Un parcours impressionnant
Philippe Caza est un monument, même si je pense qu’il détesterait être qualifié de la sorte ! d’abord connu pour ses histoires parues dans Pilote et Métal Hurlant (il participe d’ailleurs à la récente relance du magazine), Caza a aussi travaillé dans l’animation, notamment auprès de René Laloux pour Les hommes machines contre Gandahar, d’après le roman éponyme de Jean-Pierre Andrevon, puis pour Les enfants de la pluie. C’est aussi un artiste de bande dessinée, avec la série du monde d’Arkadi. Et puis il y a ces illustrations…

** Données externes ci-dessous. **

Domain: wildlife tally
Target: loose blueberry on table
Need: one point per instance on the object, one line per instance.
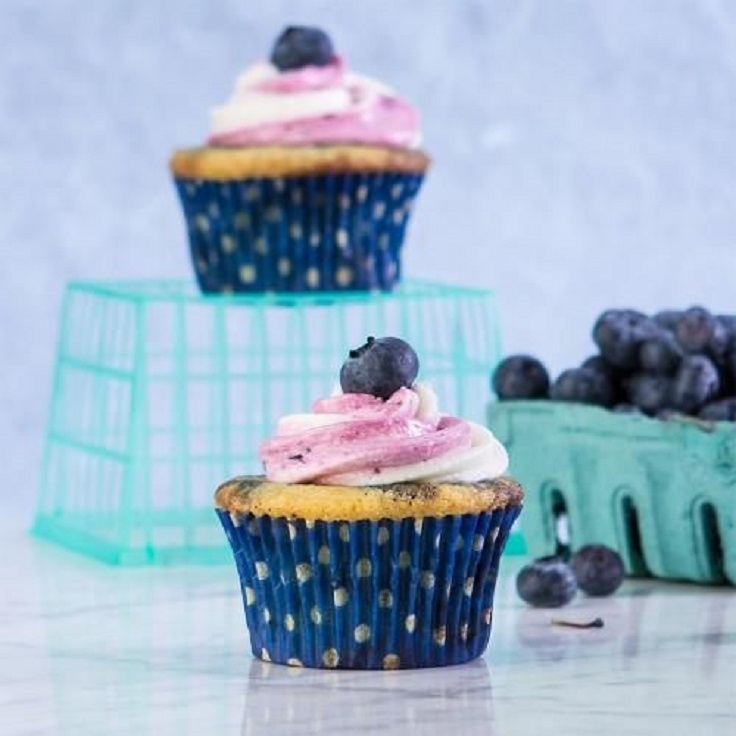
(548, 582)
(599, 570)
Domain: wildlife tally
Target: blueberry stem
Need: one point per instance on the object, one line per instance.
(596, 623)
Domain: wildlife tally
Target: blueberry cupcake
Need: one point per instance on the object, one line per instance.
(307, 180)
(374, 538)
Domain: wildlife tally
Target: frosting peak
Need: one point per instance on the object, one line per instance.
(313, 105)
(358, 439)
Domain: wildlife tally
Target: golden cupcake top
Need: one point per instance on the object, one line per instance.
(260, 497)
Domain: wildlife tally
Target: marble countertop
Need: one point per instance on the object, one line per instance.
(88, 649)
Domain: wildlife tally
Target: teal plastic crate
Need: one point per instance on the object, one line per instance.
(161, 393)
(663, 493)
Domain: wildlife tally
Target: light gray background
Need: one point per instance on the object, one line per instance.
(584, 150)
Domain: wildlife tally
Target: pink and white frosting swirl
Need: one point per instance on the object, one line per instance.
(313, 105)
(360, 440)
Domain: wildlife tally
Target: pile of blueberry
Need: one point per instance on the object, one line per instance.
(672, 363)
(551, 582)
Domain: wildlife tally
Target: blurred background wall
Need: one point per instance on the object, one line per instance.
(585, 156)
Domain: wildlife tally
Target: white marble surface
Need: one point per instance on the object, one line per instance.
(87, 649)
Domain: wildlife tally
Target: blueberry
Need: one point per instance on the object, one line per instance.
(380, 367)
(300, 46)
(695, 330)
(548, 582)
(618, 333)
(695, 383)
(599, 364)
(520, 377)
(584, 386)
(649, 393)
(660, 354)
(719, 411)
(598, 569)
(667, 319)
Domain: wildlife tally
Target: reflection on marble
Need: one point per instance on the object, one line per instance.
(87, 649)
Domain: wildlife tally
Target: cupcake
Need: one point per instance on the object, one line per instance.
(307, 180)
(374, 538)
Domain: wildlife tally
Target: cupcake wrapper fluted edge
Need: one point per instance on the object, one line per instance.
(390, 594)
(324, 232)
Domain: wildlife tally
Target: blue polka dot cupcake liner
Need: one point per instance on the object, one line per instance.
(327, 232)
(390, 594)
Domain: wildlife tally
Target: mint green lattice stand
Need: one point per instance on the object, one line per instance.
(161, 393)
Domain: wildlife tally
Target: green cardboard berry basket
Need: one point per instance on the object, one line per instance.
(662, 493)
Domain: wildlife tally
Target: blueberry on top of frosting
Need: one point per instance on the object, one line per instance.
(300, 46)
(380, 367)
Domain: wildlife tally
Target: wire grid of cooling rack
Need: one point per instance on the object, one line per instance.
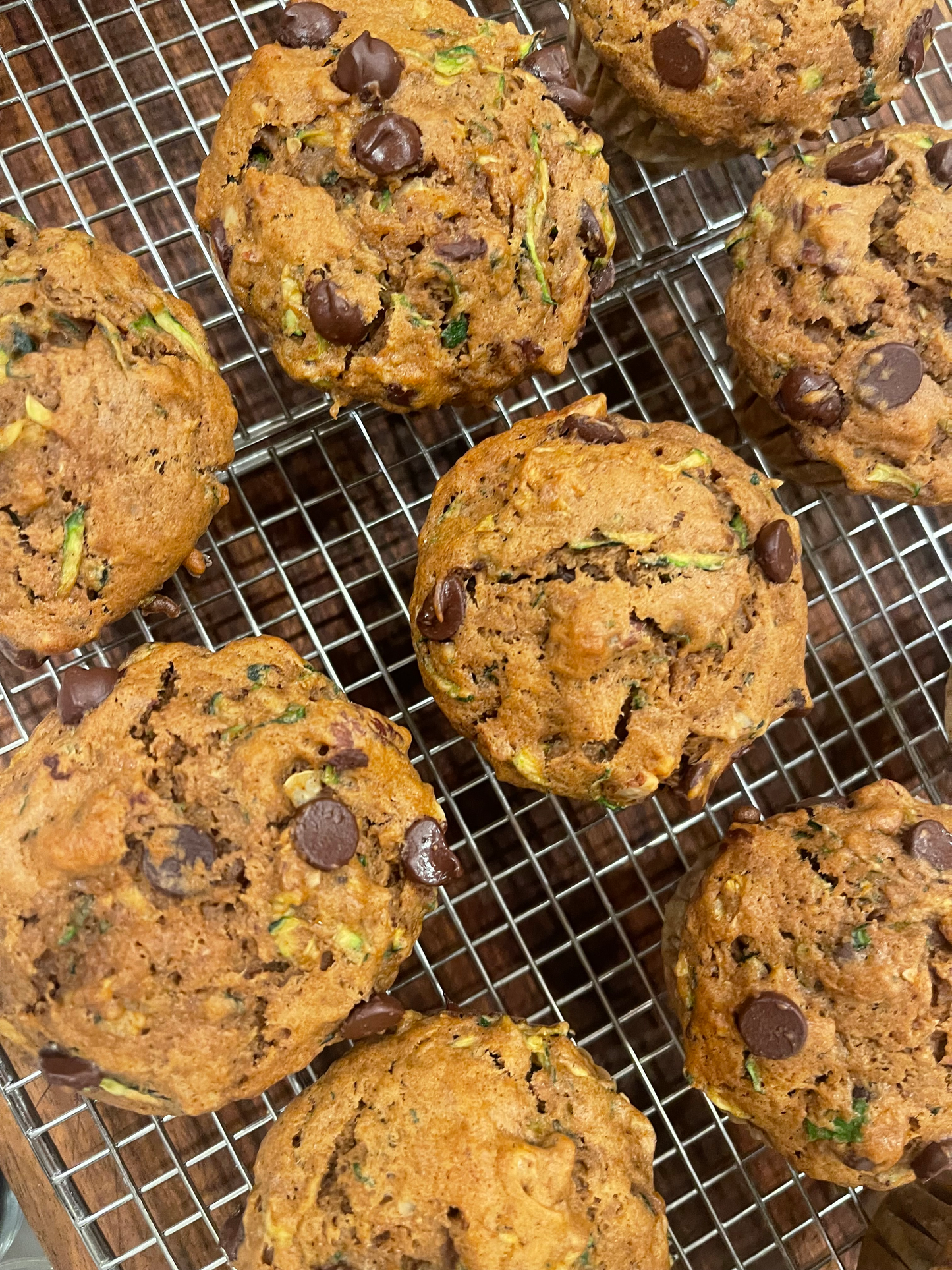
(107, 108)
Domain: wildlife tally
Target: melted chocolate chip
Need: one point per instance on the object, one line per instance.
(934, 1160)
(426, 853)
(83, 690)
(68, 1070)
(772, 1025)
(775, 553)
(812, 398)
(679, 53)
(171, 870)
(442, 612)
(602, 279)
(596, 432)
(368, 68)
(371, 1018)
(939, 163)
(914, 53)
(930, 841)
(334, 316)
(325, 834)
(465, 248)
(889, 376)
(858, 165)
(590, 233)
(389, 144)
(223, 248)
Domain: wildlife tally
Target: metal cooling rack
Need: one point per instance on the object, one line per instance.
(107, 109)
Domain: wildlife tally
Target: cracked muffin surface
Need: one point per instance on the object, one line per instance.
(459, 1141)
(841, 309)
(113, 423)
(607, 606)
(810, 967)
(742, 76)
(205, 868)
(403, 206)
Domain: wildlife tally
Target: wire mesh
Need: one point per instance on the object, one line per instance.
(107, 109)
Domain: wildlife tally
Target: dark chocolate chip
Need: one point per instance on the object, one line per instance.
(858, 165)
(914, 53)
(596, 432)
(679, 53)
(220, 242)
(746, 815)
(932, 842)
(465, 248)
(939, 163)
(68, 1070)
(83, 690)
(325, 834)
(346, 760)
(368, 68)
(812, 397)
(772, 1025)
(775, 553)
(233, 1232)
(172, 873)
(334, 316)
(889, 376)
(602, 279)
(389, 144)
(862, 43)
(426, 853)
(371, 1018)
(442, 612)
(590, 233)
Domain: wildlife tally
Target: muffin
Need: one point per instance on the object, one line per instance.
(210, 860)
(115, 426)
(810, 968)
(479, 1142)
(694, 83)
(839, 315)
(912, 1230)
(607, 606)
(398, 197)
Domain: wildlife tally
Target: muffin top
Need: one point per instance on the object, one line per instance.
(758, 76)
(479, 1142)
(605, 606)
(841, 314)
(208, 860)
(813, 978)
(397, 197)
(113, 422)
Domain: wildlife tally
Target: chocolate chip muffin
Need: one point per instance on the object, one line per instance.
(479, 1142)
(810, 968)
(694, 83)
(208, 861)
(113, 423)
(607, 606)
(406, 201)
(841, 314)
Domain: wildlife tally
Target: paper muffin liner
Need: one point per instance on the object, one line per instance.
(617, 117)
(779, 441)
(912, 1228)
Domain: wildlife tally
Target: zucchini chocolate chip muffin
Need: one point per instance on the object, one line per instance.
(113, 423)
(694, 83)
(208, 861)
(607, 606)
(459, 1142)
(810, 967)
(397, 196)
(841, 314)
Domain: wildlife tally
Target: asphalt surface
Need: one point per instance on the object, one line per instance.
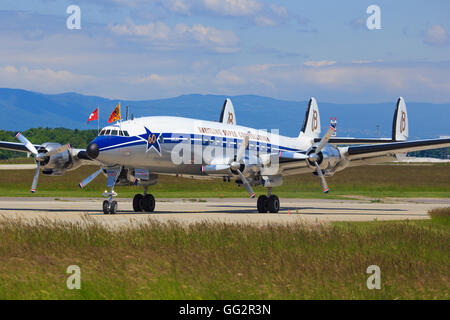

De la littérature et des jeux de rôles
Caza est, avec Siudmak et Manchu, un des grands illustrateurs de couvertures de la SF : les amateurs le connaissent pour sa double couverture poche (chez J’ai lu) du Troupeau aveugle de John Brunner, puis pour les innombrables couvertures consacrées à l’univers d’Asimov. On les retrouve dans cet artbook qui rassemble 530 illustrations : du grand art ! On retrouve aussi des illustrations pour des jeux de rôles, notamment L’appel de Cthulhu : non joueur, Caza raconte avoir contacté les éditions Descartes après que ses enfants lui aient montré une illustration du jeu très inspiré de son travail… Ses illustrations pour les jeux vidéo sont aussi présentes. Un entretien avec l’auteur en début de volume permet aussi de lire Caza dans le texte, émouvant quand il évoque son amitié avec Moebius.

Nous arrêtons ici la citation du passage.